To our knowledge, this is the first time in the literature that the early immunological changes, shortly after steroid treatment initiation, are being investigated. The strengths of this study include the employment of different immunological data derived from high-end technologies analysis (Luminex Assay, CyTOF analysis, and lipidomics analysis), prospectively, at three time points early during the disease course. All methods have been performed employing a single sampling of patients. Our study highlights specific immune cell subsets that are differentially altered during the early phases of steroid treatment, that require further research with functional experiments and an altered proinflammatory lipid mediator profile still evident after 6 months of treatment, indicating new therapeutic pathways of research in the underlying tissue inflammation. The limitations of our study include the small number of patients and the single-center nature of the study. There is also an inherent difference in the GC treatment strategy between GCA and PMR that may have affected the results of our study. The data produced in the present study, coupled with transcriptomic data on peripheral blood immune cells and the investigation of tissue immunophenotype by spatial proteomic analysis, would offer a comprehensive and in-depth analysis of the immune cell repertoire in the early inflammatory cascade recapitulating the underlying pathophysiology of GCA. Moreover, in the present report, we haven’t studied the impact of steroids on healthy individuals. It would be interesting to investigate the immune cell type frequencies and lipidome of healthy individuals receiving GC for a short period, and this is an unmet need to be addressed in future studies. Finally, CyTOF analysis of granulocytes and data about immune cell subpopulation frequencies after 6 months of steroid treatment is not included in the present study, which would better characterize immune cell type repertoire during deep remission.

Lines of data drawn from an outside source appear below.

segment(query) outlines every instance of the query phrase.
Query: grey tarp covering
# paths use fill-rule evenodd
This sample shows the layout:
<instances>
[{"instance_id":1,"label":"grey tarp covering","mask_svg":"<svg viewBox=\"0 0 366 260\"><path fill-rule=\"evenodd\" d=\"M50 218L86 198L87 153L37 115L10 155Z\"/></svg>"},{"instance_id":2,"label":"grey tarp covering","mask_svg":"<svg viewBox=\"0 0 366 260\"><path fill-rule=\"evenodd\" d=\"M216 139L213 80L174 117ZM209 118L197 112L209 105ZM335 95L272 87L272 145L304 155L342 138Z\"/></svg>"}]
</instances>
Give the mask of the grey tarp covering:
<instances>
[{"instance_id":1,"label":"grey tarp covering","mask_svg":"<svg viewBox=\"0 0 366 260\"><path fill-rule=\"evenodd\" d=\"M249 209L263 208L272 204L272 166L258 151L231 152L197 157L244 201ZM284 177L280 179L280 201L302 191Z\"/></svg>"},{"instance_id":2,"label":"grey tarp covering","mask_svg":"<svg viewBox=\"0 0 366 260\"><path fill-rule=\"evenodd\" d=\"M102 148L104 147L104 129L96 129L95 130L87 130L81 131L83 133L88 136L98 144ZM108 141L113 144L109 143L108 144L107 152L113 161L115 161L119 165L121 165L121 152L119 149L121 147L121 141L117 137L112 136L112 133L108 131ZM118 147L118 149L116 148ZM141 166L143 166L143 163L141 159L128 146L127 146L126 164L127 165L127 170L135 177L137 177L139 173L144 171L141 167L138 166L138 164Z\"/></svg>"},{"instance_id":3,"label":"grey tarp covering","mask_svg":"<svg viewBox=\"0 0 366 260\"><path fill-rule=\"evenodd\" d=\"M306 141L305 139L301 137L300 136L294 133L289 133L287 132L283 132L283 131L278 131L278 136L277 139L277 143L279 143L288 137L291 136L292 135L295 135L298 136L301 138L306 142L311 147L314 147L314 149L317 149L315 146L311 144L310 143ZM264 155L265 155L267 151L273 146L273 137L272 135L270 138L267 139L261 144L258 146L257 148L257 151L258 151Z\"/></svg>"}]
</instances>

Nevertheless, the results described above, hold the promise of new biomarker discovery if the patient population is larger, and offer the possibility of integrative analyses, to better understand the mechanism of chronic inflammation in GCA/PMR.
Conclusions
5
Our preliminary results identified for the first time distinct immunological changes in the peripheral blood of GCA and PMR patients associated with the rapid response to steroid treatment. By encompassing data at 3-time points during the early phases of steroid treatment, we highlight kinetic changes in CD4+ T cells, CD8+ T cells, and DCs and subpopulations/sub-phenotypes of these major immune cell types. Furthermore, ITAC/CXCL11 serum levels are also altered upon steroid initiation treatment and combined with kinetic changes in CD4+ T cells, we hypothesize that the CXCR3-CXCL11 axis may play a role in the rapid clinical improvement of these patients. These findings require further investigation by incorporating the transcriptomic profile along with functional studies on these cell types to decipher their role in the resolution of inflammation. Intriguingly, distinct lipidomic profiles of GCA and PMR patients could discriminate the two patient groups after 6 months of treatment, with GCA patients showing a pro-inflammatory LMs profile that requires further research to determine whether pro-resolving lipid mediator pathways are deregulated in these patients or the profile identified is an adverse effect of steroid treatment. Future studies could benefit patients and may provide new drug targets to restore LMs pathways and promote the resolution of the inflammatory response.